I’d even like to say it’s because of the classics that so often get affected. This one, I have to admit, is only half true. Sure, “I Know Why The Caged Bird Sings” has made the list. But so has the Captain Underpants series. Great fun, but hardly Hamlet.

No, I think what keeps drawing me back year after year is simply this. Banned book attempts are the most unintentionally funny mess since Ed Wood stopped making movies.

We could start with the folks who wanted to ban “To Kill A Mockingbird” for racism if you like.

Or maybe the sheer irony of challenging “Fahrenheit 451,” a book about the damaging effect of burning books.

Someone at some time nearly fainted over the talking animals in Charlotte’s Web. (“An insult to God,” the challenge said.) Or got heated up over how “The Giving Tree” and “The Lorax” would damage a child’s perception of the logging industry. Back in the 1950s, there was even a challenge to “The Rabbit’s Wedding,” about as innocuous a children’s book as you can get – because it had a black rabbit marrying a white rabbit.

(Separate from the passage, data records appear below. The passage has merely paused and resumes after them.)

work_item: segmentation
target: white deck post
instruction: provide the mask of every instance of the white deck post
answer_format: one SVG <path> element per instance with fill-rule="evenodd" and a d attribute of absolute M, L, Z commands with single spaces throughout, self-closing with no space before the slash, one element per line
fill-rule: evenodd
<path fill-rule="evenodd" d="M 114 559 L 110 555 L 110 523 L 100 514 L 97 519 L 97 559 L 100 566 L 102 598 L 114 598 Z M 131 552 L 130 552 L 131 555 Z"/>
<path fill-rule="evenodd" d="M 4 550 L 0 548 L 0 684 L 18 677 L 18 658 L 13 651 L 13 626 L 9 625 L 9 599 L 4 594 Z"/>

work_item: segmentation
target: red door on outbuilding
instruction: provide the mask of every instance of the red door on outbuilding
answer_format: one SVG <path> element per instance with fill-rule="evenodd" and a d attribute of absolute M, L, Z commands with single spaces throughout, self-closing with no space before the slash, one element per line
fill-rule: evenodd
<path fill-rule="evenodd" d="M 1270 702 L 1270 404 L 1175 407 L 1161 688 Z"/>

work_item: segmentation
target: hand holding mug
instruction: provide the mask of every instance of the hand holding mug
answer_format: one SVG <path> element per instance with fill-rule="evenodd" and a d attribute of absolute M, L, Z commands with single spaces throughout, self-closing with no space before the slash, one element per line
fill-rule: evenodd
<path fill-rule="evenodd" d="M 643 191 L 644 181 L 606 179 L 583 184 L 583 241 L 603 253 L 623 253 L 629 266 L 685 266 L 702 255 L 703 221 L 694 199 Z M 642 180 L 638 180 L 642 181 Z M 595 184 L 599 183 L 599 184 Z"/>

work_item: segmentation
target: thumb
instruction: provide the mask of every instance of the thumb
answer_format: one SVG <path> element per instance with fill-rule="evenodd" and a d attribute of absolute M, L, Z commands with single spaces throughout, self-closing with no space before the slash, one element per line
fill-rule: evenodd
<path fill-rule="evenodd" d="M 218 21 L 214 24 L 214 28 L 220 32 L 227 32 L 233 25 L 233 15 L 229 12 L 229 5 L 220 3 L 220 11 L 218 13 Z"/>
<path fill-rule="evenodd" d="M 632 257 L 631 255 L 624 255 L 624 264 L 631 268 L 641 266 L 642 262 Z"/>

Stephen Colbert can’t write stuff like this.

“A very famous writer once said ‘A book is like a mirror. If a fool looks in, you can’t expect a genius to look out ,” Harry Potter author J.K. Rowling noted. “People tend to find in books what they want to find.”

But of course, the funniest bit of all is how banning controversies so often backfire – a fact obvious to everyone but the would-be banners. What do people want? What they can’t have, of course.

“Apparently, the Concord Library has condemned Huck as ‘trash and only suitable for the slums,’” Mark Twain once wrote to his editor. “This will sell us another 25,000 copies for sure!”

So go ahead. Join the comedy. Grab yourself a book. Missy and I will be right there with you.

Let’s make sure readers have the last laugh.